L’avis des experts : Mr Good Fish et la consommation responsable
Justine Delettre, biologiste marine et coordinatrice du programme Mr Good Fish, rappelle l’importance de diversifier nos assiettes : « Nous consommons toujours les mêmes poissons, comme le saumon ou le cabillaud. Pourtant, l’avenir passe par des espèces locales et de saison. L’esturgeon, comme la carpe ou le silure, a toute sa place dans cette transition. »
Son équipe travaille à sensibiliser chefs, producteurs et consommateurs, et à étendre leur méthodologie à l’échelle européenne, y compris aux poissons d’eau douce.
Nutrition : un allié méconnu
Si le caviar est célébré pour son raffinement, la chair d’esturgeon mérite aussi l’attention des nutritionnistes. Riche en oméga-3, elle partage les bienfaits du saumon ou de la sardine : prévention cardiovasculaire, soutien du cerveau, réduction de l’inflammation.
En misant sur une production locale, la filière française pourrait offrir une alternative saine, durable et haut de gamme aux poissons importés qui dominent nos assiettes.
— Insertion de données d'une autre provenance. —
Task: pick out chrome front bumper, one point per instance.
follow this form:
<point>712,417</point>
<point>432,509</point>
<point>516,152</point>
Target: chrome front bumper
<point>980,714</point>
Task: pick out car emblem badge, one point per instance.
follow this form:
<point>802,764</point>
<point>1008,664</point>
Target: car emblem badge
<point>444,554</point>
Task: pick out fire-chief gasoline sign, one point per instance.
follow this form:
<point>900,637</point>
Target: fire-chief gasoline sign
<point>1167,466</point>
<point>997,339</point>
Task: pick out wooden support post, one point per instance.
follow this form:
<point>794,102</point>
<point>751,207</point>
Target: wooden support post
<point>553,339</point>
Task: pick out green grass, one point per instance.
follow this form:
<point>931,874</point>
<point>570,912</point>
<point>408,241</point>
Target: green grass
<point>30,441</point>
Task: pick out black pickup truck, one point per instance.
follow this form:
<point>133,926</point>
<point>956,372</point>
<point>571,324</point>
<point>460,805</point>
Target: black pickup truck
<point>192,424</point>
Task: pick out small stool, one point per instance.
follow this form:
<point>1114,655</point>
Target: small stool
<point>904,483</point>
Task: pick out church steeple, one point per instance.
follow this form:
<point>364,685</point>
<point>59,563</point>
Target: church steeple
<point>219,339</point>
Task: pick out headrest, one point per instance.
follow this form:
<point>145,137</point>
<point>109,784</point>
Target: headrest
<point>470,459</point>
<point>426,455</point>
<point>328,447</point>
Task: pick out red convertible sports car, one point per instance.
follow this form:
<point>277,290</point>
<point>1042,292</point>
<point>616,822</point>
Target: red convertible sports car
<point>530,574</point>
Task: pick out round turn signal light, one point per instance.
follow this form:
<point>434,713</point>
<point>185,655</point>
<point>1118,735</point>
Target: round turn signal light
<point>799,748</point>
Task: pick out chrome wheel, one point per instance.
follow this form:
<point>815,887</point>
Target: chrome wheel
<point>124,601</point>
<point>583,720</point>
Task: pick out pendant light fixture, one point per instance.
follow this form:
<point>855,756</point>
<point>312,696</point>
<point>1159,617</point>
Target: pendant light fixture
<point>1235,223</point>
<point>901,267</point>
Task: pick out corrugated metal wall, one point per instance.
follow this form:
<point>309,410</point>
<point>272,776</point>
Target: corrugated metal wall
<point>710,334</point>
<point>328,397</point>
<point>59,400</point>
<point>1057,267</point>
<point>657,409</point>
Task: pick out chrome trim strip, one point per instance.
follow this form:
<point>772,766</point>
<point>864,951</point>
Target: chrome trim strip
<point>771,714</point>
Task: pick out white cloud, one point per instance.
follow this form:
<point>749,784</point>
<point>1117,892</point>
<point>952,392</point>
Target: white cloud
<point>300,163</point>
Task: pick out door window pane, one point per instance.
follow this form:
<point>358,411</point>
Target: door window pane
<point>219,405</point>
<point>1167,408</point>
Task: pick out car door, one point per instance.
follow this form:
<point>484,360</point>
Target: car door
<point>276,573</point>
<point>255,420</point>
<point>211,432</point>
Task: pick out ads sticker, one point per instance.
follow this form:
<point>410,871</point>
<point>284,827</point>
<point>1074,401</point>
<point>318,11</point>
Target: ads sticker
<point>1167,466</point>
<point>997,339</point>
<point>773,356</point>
Des freins… mais un potentiel immense
Malgré ses qualités, la chair d’esturgeon reste encore confidentielle. Les chefs hésitent : difficulté de cuisson, méconnaissance du produit, appréhension des clients. Pourtant, ceux qui osent se lancer constatent l’enthousiasme de leurs convives, avides de nouveauté et de produits différents.
Comme le souligne le chef Illia Vasvutinski « nos clients viennent chercher l’originalité. Ils veulent être surpris. L’esturgeon, c’est exactement ça : une découverte culinaire qui marque. »
Traditions et inspirations venues d’ailleurs
En Ukraine, pays natal du chef, l’esturgeon se consomme de multiples façons : fumé avec du pain de seigle Borodinsky, en ragoût mijoté longuement à basse température, ou accompagné de légumes fermentés et… d’un verre de vodka. Des traditions qui ouvrent des perspectives d’inspiration pour la gastronomie française.
Un avenir prometteur pour l’esturgeon français
De poisson confidentiel à produit star des tables de demain, l’esturgeon a encore un long chemin à parcourir. Mais entre innovation culinaire, engagement durable et valorisation intégrale, la filière française montre l’exemple.
À travers le caviar, certes, mais aussi grâce à sa chair, à ses qualités nutritionnelles et à sa capacité à surprendre, l’esturgeon pourrait bien devenir l’un des ambassadeurs d’une gastronomie française à la fois créative et responsable.
La prochaine fois que vous penserez « esturgeon », ne limitez pas votre imagination au caviar. Derrière chaque grain se cache un poisson complet, riche, durable… et plein de promesses.